At 76 miles long and 1,200 feet deep, Hubbard Glacier, situated off the coast of Yakutat, is the largest tidewater glacier in North America. This glorious and massive mount of ice has been nicknamed the ‘galloping glacier’ because of how rapidly its advancing towards the Gulf of Alaska through Disenchantment Bay. It calves ice several times an hour, resulting in chunks of ice as tall as 10-storey buildings crashing into the sea – a truly awe-inspiring sight that the local Tlingit aptly call ‘white thunder’. As well as witnessing extraordinary icy landscapes, cruise passengers sailing on an Alaska cruise to Hubbard Glacier will also discover amazing wildlife, residing in the waters of Disenchantment Bay.
Why cruise Hubbard Glacier
Alaska is known for its spectacular natural beauty, home to magnificent mountains, spectacular fjords and mighty glaciers, the latter of which are best seen from cruise ship. Hubbard Glacier is about 200 miles north-west of Juneau and would take too long to reach if you were to go independently, which is why it is best seen from the comfort of your cruise ship. Leading cruise lines including Azamara Club Cruises, Celebrity, Crystal Cruises, Cunard, HAL, Norwegian Cruise Line, Oceania, Princess, Regent Seven Seas, Royal Caribbean, Silversea and Viking all sail to Hubbard Glacier as part of their Alaska cruise itineraries.
What to see and do at the Hubbard Glacier
The main draw of Hubbard Glacier is of course, the glacier itself. Cruise lines such as Celebrity and Holland America Line give passengers the opportunity to go right up close to the glacier with excursions on smaller tour vessels or day-boats. Ice conditions permitting, on Holland America Line’s ‘Excursions by Catamaran: Hubbard Glacier & Enchanting Disenchantment Bay’, passengers will journey through the narrow cut between Haenke Island and the mainland en route to Hubbard Glacier, weaving through icebergs that have fallen from the face of the glacier. Along the way you will pass glacially-carved coastlines and snow-capped mountains, providing endless photo opportunities.
The strong currents and riptides that flow between Gilbert Point and the face of the glacier is what causes calving to occur on a daily basis in Hubbard Glacier, resulting in colossal chunks of ice – some as tall as three-storey buildings – crashing the waters of Disenchantment Bay, creating icebergs. Cruise passengers will get to witness this spectacular natural phenomenon from their cruise ship as they sail through the Gulf of Alaska. Top tip: make sure to go out onto the ship’s deck early to ensure a good vantage point.
Discover the Alaskan wildlife
Similar to Glacier Bay, Hubbard Bay is rife with amazing wildlife, from whales and sea lions to harbour seals and sea birds, and witnessing them in their natural habitat is one of the many joys of an Alaska cruise to Hubbard Glacier. Some cruise lines, including Celebrity, have naturalists on board as part of their Alaska itineraries who will host lectures and talks so guests get a better understanding of what they’re seeing.

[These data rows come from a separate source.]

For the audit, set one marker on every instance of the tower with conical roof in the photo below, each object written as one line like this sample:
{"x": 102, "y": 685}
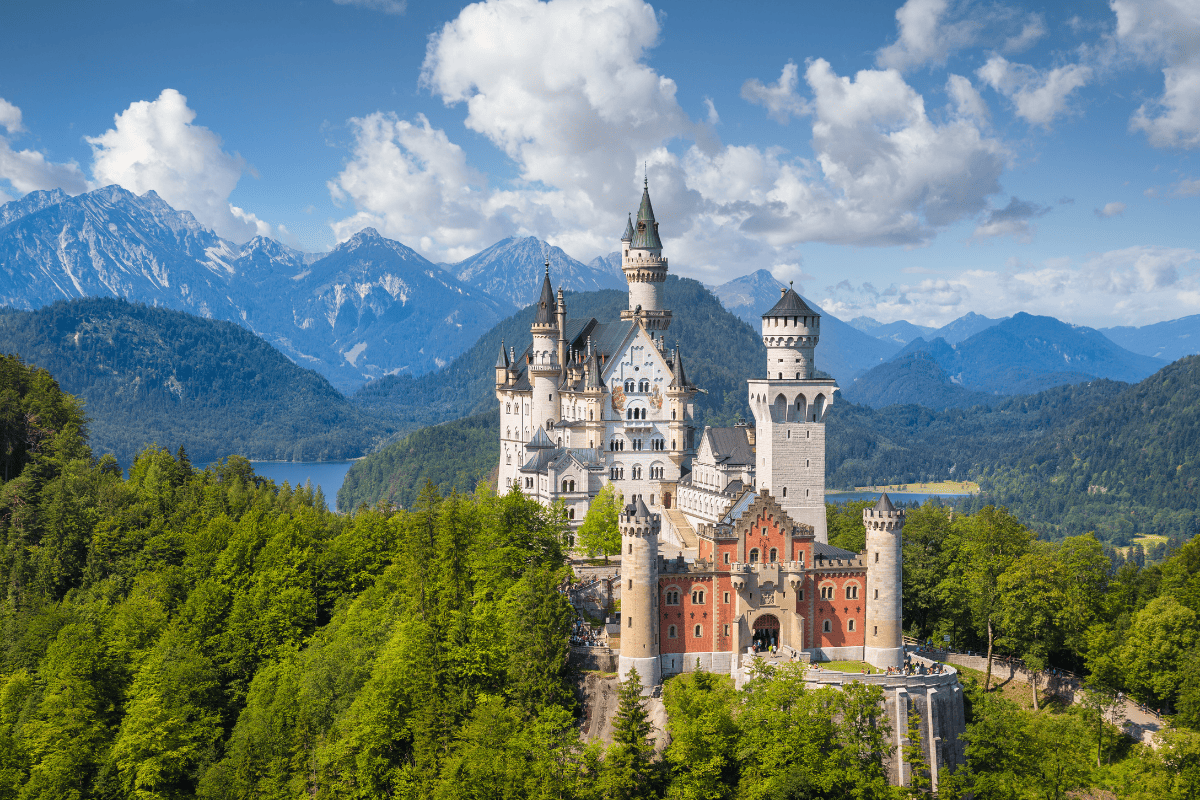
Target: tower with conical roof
{"x": 790, "y": 405}
{"x": 885, "y": 577}
{"x": 640, "y": 530}
{"x": 545, "y": 366}
{"x": 645, "y": 268}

Need to know when travelling to the Hubbard Glacier
Getting around the Hubbard Glacier
Cruise ships sail to Hubbard Glacier as part of their Alaska cruise itineraries. Depending on conditions and your cruise line, you will either stop within view of Hubbard Glacier or board a smaller vessel to get up close to the mighty glacier and the surrounding nature and wildlife.
When to go to the Hubbard Glacier
Hubbard can be difficult to get to at certain times of the cruise season when the weather is cold, as ice can block cruise ships from passing too near. The best time to see the Hubbard Glacier are July and August. Even during the summer months it can be chilly so make sure to pack warm clothes.
Alaska uses the US dollar.
The Visa Waiver Programme allows UK citizens to enter the US for 90 days without a visa. You’ll need to register online with the Electronic System for Travel Authorisation (ESTA) before travelling, as well as showing proof of a return trip, or an onward ticket.